Не от мира сего-3 (Бруссуев) - страница 177

Народ был обычный, никто не бросался драться, либо ножом резаться. Присматривались, конечно, к чужеземцу, но, впрочем, интерес составляла только его одежда. Во всем остальном он ничем от местных жителей не отличался. Разве что еще тем, что не умел издавать частичные звуки, то есть, свистеть.

Вечером его, уже успевшего обойти пол острова Иерро, позвали к Царю, где к тому времени собралось приличное количество местной знати. На него смотрели, как на победителя Олимпийских игр в самой суровой дисциплине: стрельбе из лука. Каждый из собравшихся посчитал своим долгом продемонстрировать Садку два пальца правой руки, указательный и средний — жест непревзойденного валлийского лучника Уллиса. Впоследствии на Британских островах, случись конфликт, каждый обладатель лука демонстрировал своим оппонентам, что с пальцами для тетивы у него все обстоит нормально, следовательно, победа будет за ними.

Если бы лив был знаком с боулингом, то он, вне всякого сомнения, предъявил бы собравшимся свое доказательство, что держать шар ему есть чем, но он ограничился ответным жестом: победа и только победа. Люди одобрительно зашумели.

Царь одними глазами показал музыканту, что желательно бы сыграть что-нибудь на кантеле. Ну, и Садко не заставил себя долго упрашивать, взял инструмент, бережно провел по нему рукой и представил на всеобщее внимание странную песню, которую как-то услыхал от слэйвинского гусляра:

  — По великой степи, по обширным лесам
   Вот уже четвертый год ходит четверо славян
   И один карел.
   Ищут счастье они, но не могут найти
   Потому что легко могут сбиться с пути,
   Могут сбиться с пути и ничего не найти[158].

Гуанчи сохраняли молчание, когда последний звук под глиняной черепичной крышей затих. Садко откашлялся и неловко почесал себя за ухом. Он уже привык, что на его музицирование люди как-то реагируют.

— Мне можно идти? — наконец, не выдержав, прервал лив затянувшуюся сверх всяких пределов паузу.

— Ты уже устал? — спросил Царь.
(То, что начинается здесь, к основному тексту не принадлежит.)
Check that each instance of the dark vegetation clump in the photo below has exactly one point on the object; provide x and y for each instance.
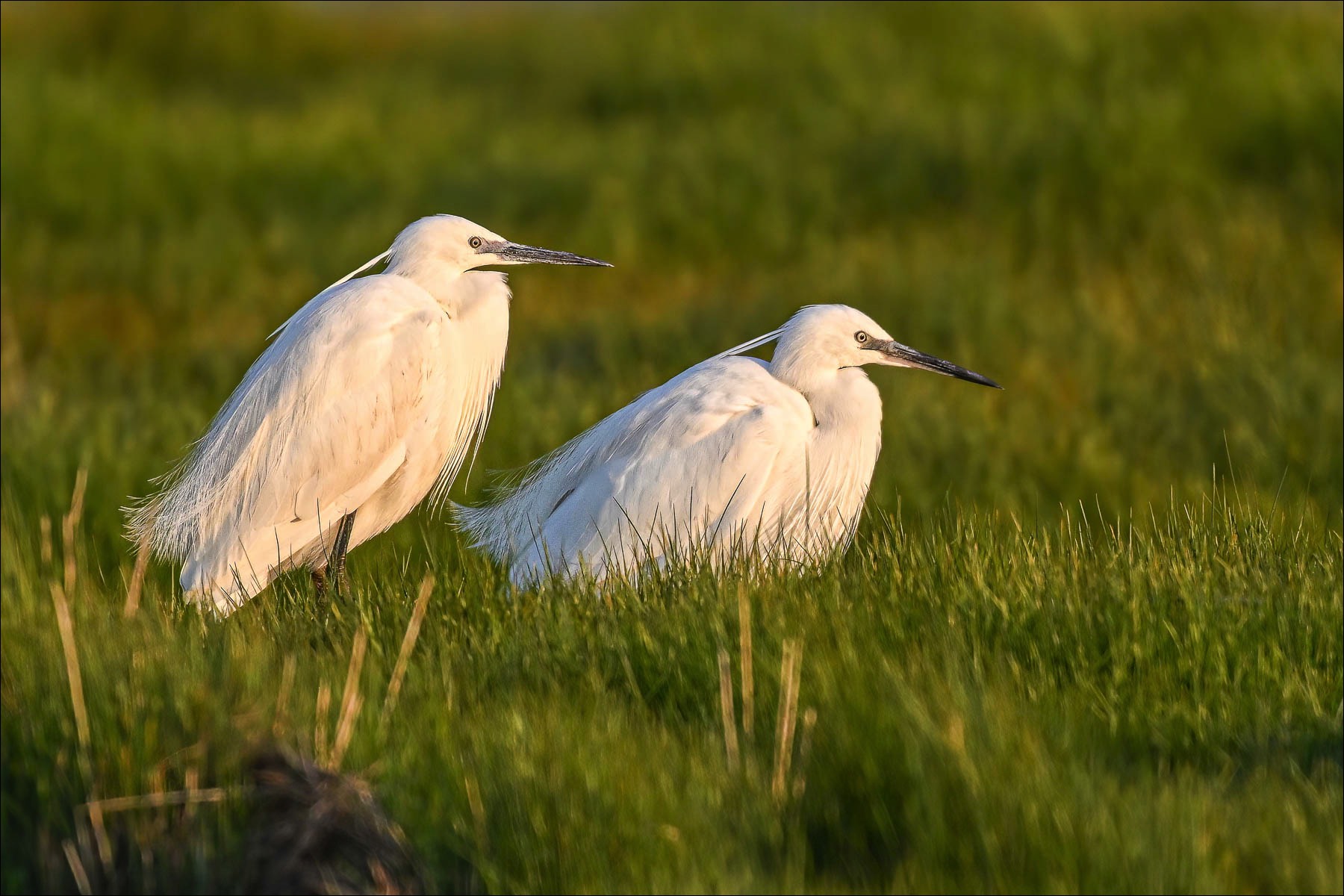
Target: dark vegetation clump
(322, 832)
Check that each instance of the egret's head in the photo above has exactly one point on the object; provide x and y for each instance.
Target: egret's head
(464, 245)
(838, 336)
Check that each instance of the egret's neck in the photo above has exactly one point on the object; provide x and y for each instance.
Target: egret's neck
(438, 279)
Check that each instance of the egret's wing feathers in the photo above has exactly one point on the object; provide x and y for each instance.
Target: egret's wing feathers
(316, 426)
(688, 462)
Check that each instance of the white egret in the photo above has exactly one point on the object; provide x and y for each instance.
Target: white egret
(370, 398)
(732, 455)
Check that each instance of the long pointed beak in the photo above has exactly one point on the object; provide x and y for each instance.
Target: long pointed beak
(905, 356)
(519, 254)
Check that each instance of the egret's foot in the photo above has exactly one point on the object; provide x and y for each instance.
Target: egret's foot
(339, 550)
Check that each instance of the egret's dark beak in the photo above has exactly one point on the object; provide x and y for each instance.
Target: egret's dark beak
(519, 254)
(905, 356)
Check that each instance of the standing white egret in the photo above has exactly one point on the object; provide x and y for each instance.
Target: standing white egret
(734, 455)
(371, 395)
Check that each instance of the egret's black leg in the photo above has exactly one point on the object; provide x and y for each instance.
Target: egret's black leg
(339, 548)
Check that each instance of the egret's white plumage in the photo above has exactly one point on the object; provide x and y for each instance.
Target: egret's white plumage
(371, 396)
(734, 455)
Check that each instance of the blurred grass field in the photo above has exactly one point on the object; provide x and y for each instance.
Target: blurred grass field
(1089, 635)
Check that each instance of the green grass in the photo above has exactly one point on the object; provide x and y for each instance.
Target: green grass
(1089, 635)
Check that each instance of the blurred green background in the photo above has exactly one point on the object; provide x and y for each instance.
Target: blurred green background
(1130, 215)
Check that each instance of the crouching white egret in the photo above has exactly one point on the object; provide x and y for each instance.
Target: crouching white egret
(369, 399)
(734, 455)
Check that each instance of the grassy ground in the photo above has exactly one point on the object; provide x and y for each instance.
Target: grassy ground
(1090, 633)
В его голосе чувствовалось неподдельное удивление.

— Ну, — замялся Садко. — Наверно, здесь к другой музыке привычные.

— Ошеломительно! — почти шепотом произнес кто-то из слушателей. — Ради только одной этой песни уже следовало быть здесь.

— Я никогда прежде не слышал такой гармонии, — вторил ему другой.

Еще несколько голосов присоединились к ним, причем говорить они старались приглушенным шепотом, словно боясь нарушить тишину.

— Отчего они шепчут? — также, приглушив свой голос до минимума, спросил Садко у Царя.

— Пространство принадлежит тебе, так что звуки могут быть только твои, — пожал плечами владыка гуанчей. — Это когда тебя слушают. И когда тебя понимают. И когда с тобой соглашаются. Так что — играй еще, если, конечно, не притомился.